According to the most recent funding request, the Human Coalition’s telecare program “shall provide direct services, supports, social services case management, and referrals to biological parents of unborn children and biological or adoptive parents of children under the age of two years.”
But is it a hotline? Without a phone number associated with the program, it’s unclear how exactly it works.
What is clear, however, is that the state already has a 24/7 “option line” run by the state-funded Florida Pregnancy Care Network — the phone number that’s listed on the notorious anti-abortion billboards all along the state’s highways. It’s unclear to Drews whether the Human Coalition has its own hotline or simply supports the hotline run by the FPCN.
“It seems entirely duplicative,” she noted. “If anything, maybe their intercepting techniques, and their marketing might be more aggressive. But it seems very duplicative.”
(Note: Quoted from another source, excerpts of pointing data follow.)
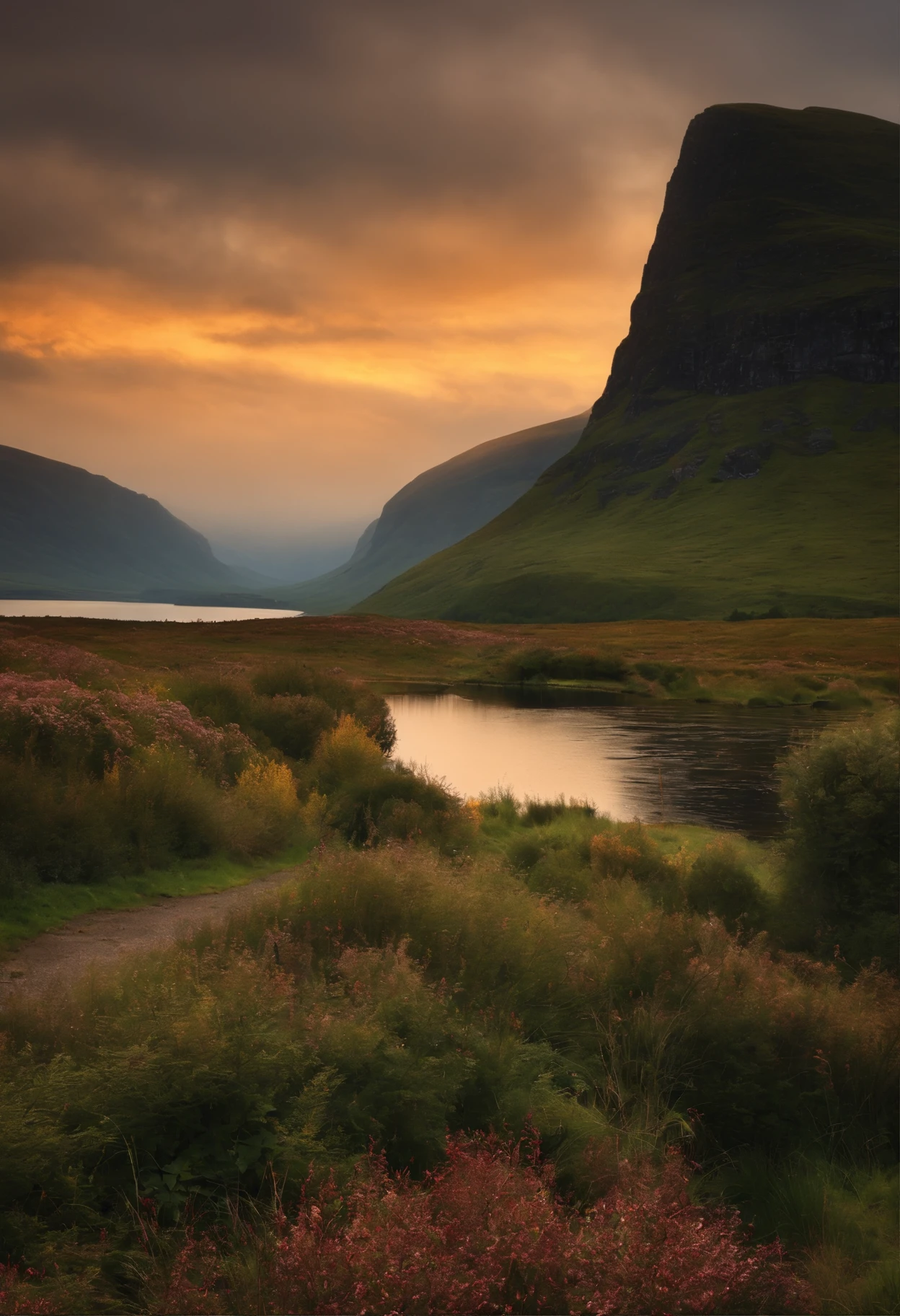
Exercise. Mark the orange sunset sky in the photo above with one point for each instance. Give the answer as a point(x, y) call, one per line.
point(269, 261)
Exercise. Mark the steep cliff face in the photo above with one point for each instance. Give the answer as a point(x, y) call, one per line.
point(67, 533)
point(775, 258)
point(744, 452)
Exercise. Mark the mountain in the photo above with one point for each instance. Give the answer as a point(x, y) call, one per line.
point(744, 453)
point(66, 533)
point(440, 507)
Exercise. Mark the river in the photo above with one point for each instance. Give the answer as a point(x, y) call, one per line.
point(705, 763)
point(133, 611)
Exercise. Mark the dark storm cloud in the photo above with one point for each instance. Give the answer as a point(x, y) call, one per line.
point(132, 133)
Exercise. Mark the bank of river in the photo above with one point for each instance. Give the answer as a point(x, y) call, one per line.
point(710, 765)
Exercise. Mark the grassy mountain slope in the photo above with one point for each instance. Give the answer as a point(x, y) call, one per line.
point(437, 508)
point(744, 453)
point(66, 533)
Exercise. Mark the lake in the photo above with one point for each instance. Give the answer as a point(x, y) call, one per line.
point(133, 611)
point(712, 765)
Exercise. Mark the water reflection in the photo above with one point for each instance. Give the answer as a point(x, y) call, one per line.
point(133, 611)
point(711, 765)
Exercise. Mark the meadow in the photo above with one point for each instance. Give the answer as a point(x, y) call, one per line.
point(472, 1054)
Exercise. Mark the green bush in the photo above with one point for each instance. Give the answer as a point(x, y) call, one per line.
point(56, 828)
point(346, 698)
point(721, 883)
point(560, 665)
point(371, 799)
point(839, 794)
Records show Persons-Mulicka and Martin originally requested $1 million for the Human Coalition’s telecare program this year. Only half made it into the $117.6 billion state budget. The Governor’s Office praised the spending plan, sharing in a statement that it “reflects nearly eight years of conservative leadership anchored by fiscal discipline, responsible governance, and strategic investment.”
Florida Democratic lawmakers have attempted to strengthen regulation for state-funded crisis pregnancy centers and explicitly claw back funding for the Florida Pregnancy Care Network to eliminate the state’s subsidization of anti-abortion propaganda.
But, as the minority party in Florida — where the number of Republicans in the state Legislature dwarfs that of Democrats — they’ve been unsuccessful in that effort.
“The continued investment in routing people to locations that have no medical or safety standards is just deeply concerning on the taxpayers’ dime,” said Drews, who formerly worked as a public affairs consultant for Planned Parenthood of South, East, and North Florida.
“Just the idea that equipment going inside a patient’s body might not even be sanitized in between patients — because that’s how little regulation they have — is so concerning in a time when the governor just vetoed what, nearly a billion dollars in things that local governments needed,” she added. “Meanwhile, millions of dollars are being routed to these places that have zero accountability.”